Eventually, she relocated to Las Vegas, where she worked at Comme Ça and Rose.Rabbit.Lie. at the Cosmopolitan. At Comme Ça, Kang was mentored by bartender Sam Ross. She left the Cosmopolitan and opened Park on Fremont and Commonwealth, both in Downtown Las Vegas. She returned to the Las Vegas Strip and worked at The Linq's BLVD Cocktail Co.

Kang was lead bartender at Delmonico's Steakhouse at The Venetian from 2015 until 2017, taking over the bar from Max Solano. During her time at Delmonico's, Kang not only designed the seasonal cocktail menus, but also oversaw the restaurant's extensive whiskey selection. While at Delmonico's, Kang was named the Nevada Restaurant Association's Bartender of the Year.

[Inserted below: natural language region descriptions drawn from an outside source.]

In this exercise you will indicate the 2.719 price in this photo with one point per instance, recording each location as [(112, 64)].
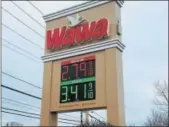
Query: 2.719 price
[(78, 70)]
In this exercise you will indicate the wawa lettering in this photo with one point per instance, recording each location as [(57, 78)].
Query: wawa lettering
[(83, 32)]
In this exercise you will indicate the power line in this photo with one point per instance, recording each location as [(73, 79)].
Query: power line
[(15, 90), (35, 114), (20, 80), (68, 123), (20, 49), (20, 111), (23, 23), (27, 14), (94, 117), (20, 102), (18, 105), (69, 120), (69, 116), (22, 36), (30, 105), (20, 115), (36, 8), (99, 116), (20, 53)]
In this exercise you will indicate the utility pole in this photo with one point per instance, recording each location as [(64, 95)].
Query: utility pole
[(81, 117), (87, 116)]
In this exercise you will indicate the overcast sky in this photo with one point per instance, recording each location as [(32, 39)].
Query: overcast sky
[(145, 58)]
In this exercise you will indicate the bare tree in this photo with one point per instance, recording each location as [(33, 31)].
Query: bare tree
[(159, 117), (161, 97)]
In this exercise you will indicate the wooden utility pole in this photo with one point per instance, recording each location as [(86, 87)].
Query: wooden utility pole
[(87, 116), (81, 117)]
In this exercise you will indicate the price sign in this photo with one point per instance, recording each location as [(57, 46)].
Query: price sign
[(77, 80)]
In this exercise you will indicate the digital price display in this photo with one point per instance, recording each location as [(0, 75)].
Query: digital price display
[(78, 80)]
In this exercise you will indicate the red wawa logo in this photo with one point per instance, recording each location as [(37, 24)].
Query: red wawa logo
[(76, 34)]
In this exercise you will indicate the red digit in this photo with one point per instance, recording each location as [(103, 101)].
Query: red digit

Eventually, Kang left Delmonico's to become head mixologist at the Dorsey, which opened in 2016, also at the Venetian. At the Dorsey, Kang oversees the bar's Dorsey Sessions program, which brings bartenders from popular bars around the world to serve as bartenders in residence.

In 2018, Kang created a mint-based syrup for Cocktail Artist.

===Style and cocktails===

Kang describes designing a cocktail menu as a "long process." She notes that in Philadelphia, her drinks were more "booze forward," while in California, the drinks are longer lasting and "more refreshing," with Las Vegas cocktail culture being a bit of both styles.

Two of Kang's favorite types of drinks, and their variations, are a John Collins and Ramos Gin Fizz. In 2014, Kang was named Most Imaginative Bartender of the Year by the United States Bartenders' Guild and Bombay Sapphire for her variation on a Ramos Gin Fizz, the Lacy Fizz, which used a syrup made with eight spices and was garnished with flowers.

==Personal life==
Three of Kang's favorite Las Vegas restaurants are Chada Thai, Raku and Izakaya Go. Kang's favorite bars include Other Mama, The Sand Dollar Lounge, District One Kitchen & Bar, Atomic Liquors, Bardot Brasserie, Herbs & Rye, the Vesper Bar, and the Laundry Room, the latter which she helped open. When Kang patronizes a bar, she asks the bartender to make whatever they want for her, preferring "a bit booze forward and bittersweet" cocktails.